A study system I have recently been developing involves the communities of native plants and animals in forest fragments on the Island of Hawaii. These fragments once comprised a large expanse of contiguous forest, but are now isolated as a result of a lava flow from Mauna Loa Volcano in 1855, resulting in more than 300 forest fragments. The fragments range in size from <0.1 to >100 ha, but share the same 3000- to 5000-year-old soils, within a single vegetation life zone between 1500 and 1800 m. Thus, this system represents a highly replicated gradient of forest size. As with elsewhere in Hawaii and other Pacific islands, these forests have been invaded by introduced mammals (e.g., rats, mice, mongoose), which exert wide-ranging effects as omnivorous predators. Designated as a forest reserve, these naturally fragmented forests have otherwise been little affected by human disturbance, making them valuable for the conservation and restoration of the unique Hawaiian biota.
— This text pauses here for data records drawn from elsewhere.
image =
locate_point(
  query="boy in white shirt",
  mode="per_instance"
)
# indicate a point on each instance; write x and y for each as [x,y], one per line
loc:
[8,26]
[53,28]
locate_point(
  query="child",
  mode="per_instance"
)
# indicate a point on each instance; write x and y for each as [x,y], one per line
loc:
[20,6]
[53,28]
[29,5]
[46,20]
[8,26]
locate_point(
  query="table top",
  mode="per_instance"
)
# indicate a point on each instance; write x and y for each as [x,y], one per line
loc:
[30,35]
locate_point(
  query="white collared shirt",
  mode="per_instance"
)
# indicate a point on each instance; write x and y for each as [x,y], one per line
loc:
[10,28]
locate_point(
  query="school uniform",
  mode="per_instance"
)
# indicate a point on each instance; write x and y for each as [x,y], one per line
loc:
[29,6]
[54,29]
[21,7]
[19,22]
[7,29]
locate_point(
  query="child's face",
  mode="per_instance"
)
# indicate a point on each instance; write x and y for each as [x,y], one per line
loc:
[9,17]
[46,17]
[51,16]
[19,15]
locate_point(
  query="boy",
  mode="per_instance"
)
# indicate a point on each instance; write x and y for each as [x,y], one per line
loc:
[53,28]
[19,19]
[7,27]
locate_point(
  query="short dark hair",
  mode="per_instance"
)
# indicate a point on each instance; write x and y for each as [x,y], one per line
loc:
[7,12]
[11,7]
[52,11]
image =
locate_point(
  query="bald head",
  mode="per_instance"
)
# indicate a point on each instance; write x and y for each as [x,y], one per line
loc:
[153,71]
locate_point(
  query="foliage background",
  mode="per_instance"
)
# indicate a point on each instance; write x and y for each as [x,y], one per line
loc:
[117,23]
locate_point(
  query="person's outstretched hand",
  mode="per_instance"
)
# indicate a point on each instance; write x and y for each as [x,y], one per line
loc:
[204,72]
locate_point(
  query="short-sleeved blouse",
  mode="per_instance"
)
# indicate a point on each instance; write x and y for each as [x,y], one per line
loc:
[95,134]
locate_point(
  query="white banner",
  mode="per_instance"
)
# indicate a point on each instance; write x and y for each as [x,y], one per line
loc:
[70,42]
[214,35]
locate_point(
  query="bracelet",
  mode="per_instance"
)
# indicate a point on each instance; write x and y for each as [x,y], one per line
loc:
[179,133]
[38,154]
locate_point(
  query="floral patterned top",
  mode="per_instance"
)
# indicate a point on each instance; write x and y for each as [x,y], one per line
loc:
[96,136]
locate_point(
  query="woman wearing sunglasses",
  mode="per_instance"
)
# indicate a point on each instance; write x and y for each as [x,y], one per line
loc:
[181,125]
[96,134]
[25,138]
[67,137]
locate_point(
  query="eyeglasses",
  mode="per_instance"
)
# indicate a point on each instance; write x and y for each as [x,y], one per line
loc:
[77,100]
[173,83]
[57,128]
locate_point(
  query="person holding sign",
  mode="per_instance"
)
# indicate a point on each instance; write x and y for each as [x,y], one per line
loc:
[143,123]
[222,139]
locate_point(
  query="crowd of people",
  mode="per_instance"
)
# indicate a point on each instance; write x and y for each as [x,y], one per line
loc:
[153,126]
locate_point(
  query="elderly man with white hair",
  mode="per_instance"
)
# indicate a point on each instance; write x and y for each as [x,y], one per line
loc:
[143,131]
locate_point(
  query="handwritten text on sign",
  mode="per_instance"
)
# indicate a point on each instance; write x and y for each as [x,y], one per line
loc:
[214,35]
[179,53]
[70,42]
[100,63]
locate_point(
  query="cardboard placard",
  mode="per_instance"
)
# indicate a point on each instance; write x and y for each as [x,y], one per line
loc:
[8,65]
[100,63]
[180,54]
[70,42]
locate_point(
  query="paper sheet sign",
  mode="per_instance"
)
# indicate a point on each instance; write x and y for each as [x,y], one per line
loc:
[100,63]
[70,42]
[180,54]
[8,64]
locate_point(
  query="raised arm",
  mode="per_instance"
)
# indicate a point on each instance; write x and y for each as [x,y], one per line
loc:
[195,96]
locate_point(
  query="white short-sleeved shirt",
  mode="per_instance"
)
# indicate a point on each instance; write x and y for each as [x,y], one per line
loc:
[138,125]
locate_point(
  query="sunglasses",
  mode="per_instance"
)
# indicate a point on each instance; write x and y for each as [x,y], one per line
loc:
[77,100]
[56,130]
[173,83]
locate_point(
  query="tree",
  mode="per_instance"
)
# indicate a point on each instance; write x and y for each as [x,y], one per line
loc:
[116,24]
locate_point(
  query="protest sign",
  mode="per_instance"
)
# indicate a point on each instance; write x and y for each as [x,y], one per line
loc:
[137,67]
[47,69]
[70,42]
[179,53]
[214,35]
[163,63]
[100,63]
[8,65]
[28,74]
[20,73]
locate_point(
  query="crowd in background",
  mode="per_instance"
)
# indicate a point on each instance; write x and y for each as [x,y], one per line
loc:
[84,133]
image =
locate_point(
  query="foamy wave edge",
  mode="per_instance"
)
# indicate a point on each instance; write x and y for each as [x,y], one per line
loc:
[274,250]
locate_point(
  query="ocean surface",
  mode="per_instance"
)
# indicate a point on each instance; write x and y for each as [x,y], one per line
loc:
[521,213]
Building on my previous research in New Zealand, I am working with entomological, ornithological, botanical and biogeochemical colleagues to use this Hawaiian landscape as a model system for studying interactive effects of omnivorous rats and forest fragment size on arboreal arthropod food webs. Currently, we are testing the hypothesis that rats as arboreal predators alter the structure of arthropod food webs in the forest canopy and that they do so more severely in smaller forest fragments. To accomplish this, we are using a combination of experimental removal of rats, experimental exclusion of insectivorous birds, stable isotope analysis of arthropod food webs, and remote sensing analysis of habitat characteristics.
In the future, I plan to expand this project by experimentally removing multiple species of introduced predators (rats, mice and mongoose) in different orders to examine how the disassembly history of non-native species affects the restoration of native plants, invertebrates and birds across a gradient of forest size and isolation. This work provides a unique opportunity to test theoretical hypotheses on community assembly and disassembly in a real-world, conservation-relevant setting.